The electric car maker’s quarterly revenue made it barely past estimates, relying mostly on sales of environmental credits sold to other automakers and the liquidation of 10% of its $1.5 billion bitcoin investment. 

“Tesla’s performance was OK but it wasn’t an Elon Musk slam dunk … I don’t think people are into Tesla because of bitcoin,” said Eric Schiffer, CEO of private equity Patriarch Organization, which has an underweight stance on Tesla.

“Investors are rejecting the stock short term,” he said, saying Tesla’s performance has fallen short of catching up its “astronomical valuation.”

Tesla said on Wednesday that the fair market value of bitcoin the electric carmaker held as of March 31 was $2.48 billion, suggesting it could stand to make around $1 billion dollars out of the investment were it to cash in the digital currency.

The automaker, which said it had bought or received $1.5 billion in bitcoin by the end of the first quarter, reiterated in its regular report it had trimmed its position by 10% during the quarter.

Tesla said proceeds from sales of digital assets amounted to $272 million with a $101 million “positive impact”. The company added that it recorded $27 million of impairment losses on its bitcoin investment in the three months ended March.

Musk, the company’s CEO, did earn options payouts worth $11 billion based on targets reached by the company.

Tesla posted profits for seven consecutive quarters, most quarters driven by environmental credits

Shares of the automaker closed down 4.5% at $704.74, down more than 20% from its intraday high reached in January. They had surged more than 700% last year, making Tesla the world’s most valuable automaker.

Tesla posted record deliveries in the first quarter despite a global chip shortage that has slammed auto sector rivals. But analysts said a prolonged shortage of chips and batteries could threaten to dampen its growth prospect.

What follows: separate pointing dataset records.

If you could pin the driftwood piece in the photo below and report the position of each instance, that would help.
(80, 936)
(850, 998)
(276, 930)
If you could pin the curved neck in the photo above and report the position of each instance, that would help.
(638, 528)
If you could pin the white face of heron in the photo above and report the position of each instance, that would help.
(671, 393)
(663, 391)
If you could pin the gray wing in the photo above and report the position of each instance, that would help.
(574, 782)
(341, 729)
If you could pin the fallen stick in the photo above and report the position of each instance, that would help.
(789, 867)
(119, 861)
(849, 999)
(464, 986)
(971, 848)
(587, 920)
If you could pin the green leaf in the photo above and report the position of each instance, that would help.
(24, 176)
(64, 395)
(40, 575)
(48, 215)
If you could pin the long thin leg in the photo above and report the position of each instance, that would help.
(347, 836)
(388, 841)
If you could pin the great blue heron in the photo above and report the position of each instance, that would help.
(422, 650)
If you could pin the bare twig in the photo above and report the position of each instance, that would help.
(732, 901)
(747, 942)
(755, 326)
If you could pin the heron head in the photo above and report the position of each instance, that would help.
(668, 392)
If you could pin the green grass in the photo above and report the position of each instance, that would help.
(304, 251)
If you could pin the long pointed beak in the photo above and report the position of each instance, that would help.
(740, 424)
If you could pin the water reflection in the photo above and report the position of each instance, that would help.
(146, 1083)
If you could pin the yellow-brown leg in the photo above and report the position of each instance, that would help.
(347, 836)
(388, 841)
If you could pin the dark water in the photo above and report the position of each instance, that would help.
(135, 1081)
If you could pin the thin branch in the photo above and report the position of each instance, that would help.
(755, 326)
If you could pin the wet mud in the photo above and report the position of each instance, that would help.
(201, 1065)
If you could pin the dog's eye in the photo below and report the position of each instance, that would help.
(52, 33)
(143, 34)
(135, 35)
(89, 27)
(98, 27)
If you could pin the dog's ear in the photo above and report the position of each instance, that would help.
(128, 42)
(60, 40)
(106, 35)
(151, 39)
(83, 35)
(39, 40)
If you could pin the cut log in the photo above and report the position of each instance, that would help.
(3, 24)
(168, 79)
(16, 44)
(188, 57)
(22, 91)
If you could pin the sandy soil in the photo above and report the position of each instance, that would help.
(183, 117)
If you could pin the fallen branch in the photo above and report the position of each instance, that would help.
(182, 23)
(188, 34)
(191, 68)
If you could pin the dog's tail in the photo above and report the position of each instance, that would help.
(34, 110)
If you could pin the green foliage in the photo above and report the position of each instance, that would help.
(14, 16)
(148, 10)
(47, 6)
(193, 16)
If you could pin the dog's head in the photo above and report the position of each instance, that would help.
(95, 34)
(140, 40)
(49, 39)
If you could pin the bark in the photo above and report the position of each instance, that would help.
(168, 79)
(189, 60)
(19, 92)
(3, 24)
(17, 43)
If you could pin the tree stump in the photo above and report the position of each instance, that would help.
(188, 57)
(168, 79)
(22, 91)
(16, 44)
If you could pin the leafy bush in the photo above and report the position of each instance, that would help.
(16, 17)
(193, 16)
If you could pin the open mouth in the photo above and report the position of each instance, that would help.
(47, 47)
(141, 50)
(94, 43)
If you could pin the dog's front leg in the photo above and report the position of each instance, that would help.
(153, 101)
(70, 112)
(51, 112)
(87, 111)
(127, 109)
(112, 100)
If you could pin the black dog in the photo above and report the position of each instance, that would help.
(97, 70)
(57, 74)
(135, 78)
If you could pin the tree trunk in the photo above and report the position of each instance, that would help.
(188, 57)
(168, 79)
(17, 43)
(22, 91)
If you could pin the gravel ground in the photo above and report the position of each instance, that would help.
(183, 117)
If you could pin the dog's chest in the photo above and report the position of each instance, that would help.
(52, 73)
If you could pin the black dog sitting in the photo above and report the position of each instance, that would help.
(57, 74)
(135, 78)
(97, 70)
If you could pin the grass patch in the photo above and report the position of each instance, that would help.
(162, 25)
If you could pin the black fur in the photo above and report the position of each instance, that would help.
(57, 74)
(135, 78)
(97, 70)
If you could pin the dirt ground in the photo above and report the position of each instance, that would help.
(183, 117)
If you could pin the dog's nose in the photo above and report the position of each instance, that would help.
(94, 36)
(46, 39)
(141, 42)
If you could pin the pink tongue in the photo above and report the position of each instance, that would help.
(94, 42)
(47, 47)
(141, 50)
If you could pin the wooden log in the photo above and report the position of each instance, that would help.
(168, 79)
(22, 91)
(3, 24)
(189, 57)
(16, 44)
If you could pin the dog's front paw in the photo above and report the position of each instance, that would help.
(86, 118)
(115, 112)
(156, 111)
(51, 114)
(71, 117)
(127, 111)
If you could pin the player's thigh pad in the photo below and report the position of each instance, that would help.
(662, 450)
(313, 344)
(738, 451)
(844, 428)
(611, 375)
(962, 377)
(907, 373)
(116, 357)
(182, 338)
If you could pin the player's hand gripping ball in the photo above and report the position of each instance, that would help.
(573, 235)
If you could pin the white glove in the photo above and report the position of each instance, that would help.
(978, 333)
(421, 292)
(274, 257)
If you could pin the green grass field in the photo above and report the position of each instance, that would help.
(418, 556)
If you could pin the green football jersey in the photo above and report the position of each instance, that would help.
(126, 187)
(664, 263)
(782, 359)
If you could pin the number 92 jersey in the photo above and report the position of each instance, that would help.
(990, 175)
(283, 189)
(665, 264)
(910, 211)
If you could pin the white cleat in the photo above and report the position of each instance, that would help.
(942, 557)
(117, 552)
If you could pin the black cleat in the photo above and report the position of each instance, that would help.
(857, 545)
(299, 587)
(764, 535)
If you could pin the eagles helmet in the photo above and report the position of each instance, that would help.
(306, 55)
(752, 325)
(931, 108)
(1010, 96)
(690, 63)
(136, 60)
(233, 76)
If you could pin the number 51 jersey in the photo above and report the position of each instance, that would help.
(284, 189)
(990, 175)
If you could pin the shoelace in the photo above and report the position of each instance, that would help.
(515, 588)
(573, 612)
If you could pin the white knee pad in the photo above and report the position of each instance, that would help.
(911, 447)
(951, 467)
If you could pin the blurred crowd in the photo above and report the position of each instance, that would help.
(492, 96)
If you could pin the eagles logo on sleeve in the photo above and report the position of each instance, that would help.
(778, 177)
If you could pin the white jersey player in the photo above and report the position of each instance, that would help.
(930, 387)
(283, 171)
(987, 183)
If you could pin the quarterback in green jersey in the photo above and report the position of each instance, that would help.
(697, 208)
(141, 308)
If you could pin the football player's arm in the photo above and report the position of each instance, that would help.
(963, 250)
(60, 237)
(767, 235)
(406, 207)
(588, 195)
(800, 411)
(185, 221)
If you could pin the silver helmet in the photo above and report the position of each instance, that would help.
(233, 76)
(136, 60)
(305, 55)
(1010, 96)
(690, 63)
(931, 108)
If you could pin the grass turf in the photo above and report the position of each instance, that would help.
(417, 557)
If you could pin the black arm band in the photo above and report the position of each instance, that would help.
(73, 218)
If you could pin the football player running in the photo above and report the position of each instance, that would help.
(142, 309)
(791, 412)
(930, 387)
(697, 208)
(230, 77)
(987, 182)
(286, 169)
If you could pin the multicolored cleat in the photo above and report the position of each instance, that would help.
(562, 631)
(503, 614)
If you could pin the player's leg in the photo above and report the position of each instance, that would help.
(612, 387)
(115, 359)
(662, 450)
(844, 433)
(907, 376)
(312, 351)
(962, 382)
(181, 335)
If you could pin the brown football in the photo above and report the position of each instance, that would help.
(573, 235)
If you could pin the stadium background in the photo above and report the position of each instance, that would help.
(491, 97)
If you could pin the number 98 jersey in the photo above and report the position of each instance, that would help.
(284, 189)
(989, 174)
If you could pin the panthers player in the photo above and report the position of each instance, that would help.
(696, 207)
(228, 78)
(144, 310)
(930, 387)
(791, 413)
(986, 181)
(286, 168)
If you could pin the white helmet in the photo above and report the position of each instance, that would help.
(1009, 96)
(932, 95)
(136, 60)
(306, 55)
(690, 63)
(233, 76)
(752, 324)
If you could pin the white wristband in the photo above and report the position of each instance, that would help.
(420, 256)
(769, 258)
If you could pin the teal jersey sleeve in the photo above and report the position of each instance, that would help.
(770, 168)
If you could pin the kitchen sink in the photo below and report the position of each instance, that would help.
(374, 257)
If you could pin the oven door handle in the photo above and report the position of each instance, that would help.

“A global shortage of computer chips is expected to limit production from all manufacturers in the immediate future, and Tesla won’t be exempt,” said Nicholas Hyett, equity analyst at Hargreaves Lansdown.

“Given the ongoing importance of its production ramp up, it may even be more heavily impacted.”

Regarding supply chain instability, Tesla Chief Financial Officer Zachary Kirkhorn said on Monday, “We believe that this landscape is improving, but it does remain difficult, and it’s an evolving situation.”

Roth Capital Partners said it holds a neutral rating on Tesla, saying that Tesla’s large premium “seems to rest on the specious assumption that the hundreds of EVs slated for launch by ’25 will all be flops.”

“Tesla does not operate in a vacuum,” it said in a report.